Chino Valley plans to build a 500,000-gallon-per-day wastewater treatment plant, expandable to 5 million gallons per day, along with related collection and recharge systems. Both the wastewater treatment plant and the effluent recharge system will be on Old Home Manor, an 800-acre parcel east of Highway 89 that the town already owns.
Community Development Director Stu Spaulding has been working with locally owned Copeland Geotechnical Consultants since March to complete the master design concept for the sewer collection system. The company is starting the preliminary design this week, which includes engineering plans for the major 27-inch sewer line that will connect the plant to individual yard lines.
Spaulding expects to complete the design in about six months and hopes to build the wastewater treatment plant in about two years.
The town also has hired Rick Giardina of RD&A in Denver, Colo., to do a water and sewer rate study.
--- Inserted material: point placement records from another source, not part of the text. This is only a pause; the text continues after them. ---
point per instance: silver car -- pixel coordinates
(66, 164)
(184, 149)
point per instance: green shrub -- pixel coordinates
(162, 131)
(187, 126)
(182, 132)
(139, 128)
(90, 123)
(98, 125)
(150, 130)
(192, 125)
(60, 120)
His report will include a financial plan to repay the debt that the town will assume building its new wastewater treatment plant and water company. The town also will locate its new water company at Old Home Manor.
Giardina explained preliminary study results recently to Town Council members. The plan is for new home sewer hook-up fees to repay loans and pay for hook-up construction. Chino Valley hopes to use Community Development Block Grant (CDBG) money to pay hook-up fees for qualifying existing homes in the Chino Meadows area. The town will require new developments to connect to the municipal wastewater system.
The council will set sewer and water rates when they receive Giardina's final report.
Growth in Chino Valley, septic systems on smaller-sized lots, and potential pollution of the Little Chino aquifer, which provides drinking water to both Chino Valley and the City of Prescott, have prompted town officials to protect the aquifer by building the new sewer system. A recent study recommended abandoning existing leach fields on smaller lots and building a sewer system. The town expects local, WIFA, and U.S. Department of Agriculture Rural Development loans and grants to pay for the construction.
The town estimates total project at $16.7 million, including $4 million for the cost of 80 acres of land at Old Home Manor. WIFA's share will be $7,970,000 (including the $750,000 design phase) and the USDA's portion will be $3 million. The balance of approximately $5 million will come from local sources.
Chino Valley plans to conduct a bond election in March to obtain voter approval for sewer project indebtedness once the design is complete. Access to WIFA low-interest financial help requires voter approval.